There is a lot of flowery passages in this book that border on poetry. Here are a few examples:
"beneath the branch shredded vist of flat black fiercely and heavily starred sky"
"masculine hipless tapering peg which fits light and glib to move where catridge-chambered hips of women hold them fast" ~A rather poetic sexual reference!
" He was a barracks filled with stubborn back-looking ghosts"
"Ellen died, the butterfly of a forgotten garden"
And one needlessly complicated statement that I can only catch glimpses of the full meaning:
"where through no fault nor willing of your own you must and will be, not through any fault or willing of our own who would not what we cannot, just as we will and wait for what must be"
Here are a few quotes that point to the meaning of the story:
"something would have to be done about it, he would have to do something about it order to live with himself for the rest of his life" ~This quote talks about the original insult which leads Thomas Sutpen on the vengeful quest that destroys his family
"perhaps a man builds for his future in more ways than one, build not only towards the body which will be his tomorrow or next year, but towards actions and the subsequent irrevocable courses of resultant action"
~This quote talks about how some actions have irrevocable consequences that shape our futures
"It would be like God had got Jesus born and saw that He had the carpenter tools and never gave Him anything to build with them"
~This talks about the God given desire to create things around us with our hands, and also to bear children that will live after us.

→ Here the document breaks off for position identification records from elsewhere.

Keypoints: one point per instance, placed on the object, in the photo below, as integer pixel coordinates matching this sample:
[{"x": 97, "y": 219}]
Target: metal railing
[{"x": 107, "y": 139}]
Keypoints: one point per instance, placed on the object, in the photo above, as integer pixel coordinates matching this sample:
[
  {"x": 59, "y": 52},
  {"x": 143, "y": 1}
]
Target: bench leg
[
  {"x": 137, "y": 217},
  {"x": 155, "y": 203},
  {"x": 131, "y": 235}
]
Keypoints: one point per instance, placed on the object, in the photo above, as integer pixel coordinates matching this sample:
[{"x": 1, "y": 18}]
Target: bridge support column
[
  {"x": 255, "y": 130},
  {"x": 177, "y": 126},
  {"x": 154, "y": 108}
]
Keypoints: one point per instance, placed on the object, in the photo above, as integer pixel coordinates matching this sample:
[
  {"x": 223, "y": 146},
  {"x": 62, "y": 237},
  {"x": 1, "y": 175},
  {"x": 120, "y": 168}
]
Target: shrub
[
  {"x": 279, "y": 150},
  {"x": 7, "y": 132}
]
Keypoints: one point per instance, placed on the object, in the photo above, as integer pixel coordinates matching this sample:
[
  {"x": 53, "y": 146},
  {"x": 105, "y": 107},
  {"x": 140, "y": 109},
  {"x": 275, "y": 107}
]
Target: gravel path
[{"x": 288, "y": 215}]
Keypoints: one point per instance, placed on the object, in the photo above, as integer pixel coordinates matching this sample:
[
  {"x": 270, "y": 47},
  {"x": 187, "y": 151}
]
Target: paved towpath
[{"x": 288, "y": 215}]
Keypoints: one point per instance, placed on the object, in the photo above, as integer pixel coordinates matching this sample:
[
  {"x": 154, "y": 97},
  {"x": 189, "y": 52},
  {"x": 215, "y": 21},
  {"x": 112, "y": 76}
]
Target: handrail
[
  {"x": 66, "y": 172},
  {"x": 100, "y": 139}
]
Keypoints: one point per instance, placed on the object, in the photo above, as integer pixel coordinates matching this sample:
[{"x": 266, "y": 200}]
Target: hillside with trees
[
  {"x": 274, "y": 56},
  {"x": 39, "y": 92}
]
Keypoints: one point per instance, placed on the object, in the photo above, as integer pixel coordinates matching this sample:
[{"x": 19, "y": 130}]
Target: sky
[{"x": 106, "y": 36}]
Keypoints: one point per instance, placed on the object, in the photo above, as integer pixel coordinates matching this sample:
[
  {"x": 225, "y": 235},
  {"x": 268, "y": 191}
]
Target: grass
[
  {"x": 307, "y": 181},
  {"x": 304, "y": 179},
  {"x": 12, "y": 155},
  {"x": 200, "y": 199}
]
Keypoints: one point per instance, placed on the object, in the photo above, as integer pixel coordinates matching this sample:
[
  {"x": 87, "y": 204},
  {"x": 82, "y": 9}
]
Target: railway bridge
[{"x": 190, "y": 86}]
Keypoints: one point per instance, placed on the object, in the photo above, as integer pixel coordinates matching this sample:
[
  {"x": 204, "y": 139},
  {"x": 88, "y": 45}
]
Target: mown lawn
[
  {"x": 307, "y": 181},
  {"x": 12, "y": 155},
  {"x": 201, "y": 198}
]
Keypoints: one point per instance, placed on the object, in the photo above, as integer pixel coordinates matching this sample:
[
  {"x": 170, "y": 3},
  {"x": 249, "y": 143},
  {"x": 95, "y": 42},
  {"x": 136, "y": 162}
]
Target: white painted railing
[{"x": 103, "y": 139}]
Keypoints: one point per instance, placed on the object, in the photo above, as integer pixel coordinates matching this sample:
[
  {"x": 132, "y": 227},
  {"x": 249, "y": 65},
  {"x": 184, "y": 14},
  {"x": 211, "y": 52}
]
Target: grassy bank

This quote particularly reminds me of East of Eden.
"Abraham would say 'Praise the Lord, I have raised about me sons to bear the burden of mine ininquities"
~This quote talks about Thomas Sutpens resolution to his dilemma from childhood. His belief was if he became like the person who snubbed him, but never turned someone away from him he would have won. Having his children and and a nice house to him, was a symbol that he had made it in the world.
All in all I loved this book, not so much for the actual layout of the story itself, but for what it ended up doing in me. I will cherish the epiphany I had through the telling of the story, even though I actually hated the process (and found the book difficult to read)!